If possible, you should test your unsafe code with Miri. If you run the test case where the wrong vtable is being used, under Miri, then either it misbehaves without Miri reporting undefined behavior (in which case it might be a compiler bug), or Miri will point right to the erroneous operation. (However, if your test program involves non-Rust code, this will not be feasible, because Miri can only check Rust.)
In any case, you should review your unsafe code, not from the perspective of “could this unsafe code cause the problem I am having”, but rather “is this unsafe code sound? is there any way whatsoever it could perform any UB?”. If you do not approach it this skeptically, you will miss problems.
Then, if you still have no leads, it is time to start working on bug minimization. Make a local git branch of molar's code. Copy your test program into the repo if it isn't already. Then, start removing code that is not relevant to reproducing the bug. You must give up on the idea that the library should correctly perform its duties; you don't care if the program produces the right answer. You only care whether it exhibits the vtable misbehavior. Remove entire modules. Stub out functions. Simplify code until you can delete more of it. Cut and cut and cut. Regularly git commit so that if you go too far and the problem vanishes, you can roll back. Keep doing this and you will find the problem — whether it is a problem in your unsafe code or in the compiler.
Unfortunately, I do not use Cargo, so can't test your case, but I can recommend to try it with other version of the compiler or on other platform. For example, I have rustc built from git, rustc - stable from rustup, and rustc nightly from rustup on Windows, Linux, Mac and processors: x64, Arm64, Arm32, and Apple silicon, to make sure that my app works consistent.
If I had to guess, this sounds to me like maybe something somewhere might be transmuting between different fat pointer types instead of properly upcasting.
it might be an improper conversion of dyn TopologyStateWrite to dyn StateWrite, given that AFAIR in the current compiler implementaiton, vtables tend to start with the methods of the first supertrait. [So Nth method vtable entry of TopologyWrite would probably also be Nth method vtable entry of TopologyStateWrite.]
As someone myself who has found compiler bugs related to trait objects – and hence the bugs I could find were fixed[1] – I’d tend to believe incorrect unsafe code is more likely in this case.Edit: My belief was wrong, see the following replies
I'll try to take a glance at the code base and see if I can spot something obvious.

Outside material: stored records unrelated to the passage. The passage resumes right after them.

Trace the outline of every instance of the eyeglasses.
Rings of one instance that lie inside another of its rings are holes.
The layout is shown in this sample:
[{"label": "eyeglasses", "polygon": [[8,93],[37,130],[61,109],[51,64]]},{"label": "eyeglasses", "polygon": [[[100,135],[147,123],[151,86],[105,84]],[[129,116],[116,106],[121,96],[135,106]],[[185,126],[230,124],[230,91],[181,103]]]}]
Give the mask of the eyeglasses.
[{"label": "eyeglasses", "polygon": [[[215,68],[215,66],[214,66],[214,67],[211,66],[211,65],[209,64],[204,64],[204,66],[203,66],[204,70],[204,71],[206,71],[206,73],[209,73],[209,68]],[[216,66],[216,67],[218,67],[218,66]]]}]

Edit: So, thus far I did find an example of a properly compiler-supported upcast
fn write(&mut self, data: &dyn super::TopologyStateWrite) -> Result<(), FileFormatError> {
self.write_topology(data as &dyn TopologyWrite)?;
self.write_state(data as &dyn StateWrite)?;
Ok(())
}
So if there was for some reason something seriously bugged in the compiler, and the data as &dyn StateWrite here somehow didn’t do what it’s supposed to do (which is dereferencing the TopologyStateWrite to read the pointer to the StateWrite vtable out of there, and constructing a new fat pointer using the address part of the original &dyn TopologyStateWrite vtable, and the vtable pointer just read); then this could be a place of interest.
Edit: I see. Looking at the discussion, it sounds like it made it into a beta backport (which is thus why beta does not show the issue in the playground), so the fix will be stable with Rust 1.90, which gets released 4 days from now. Specifically, at some point between Invalid date and Invalid date.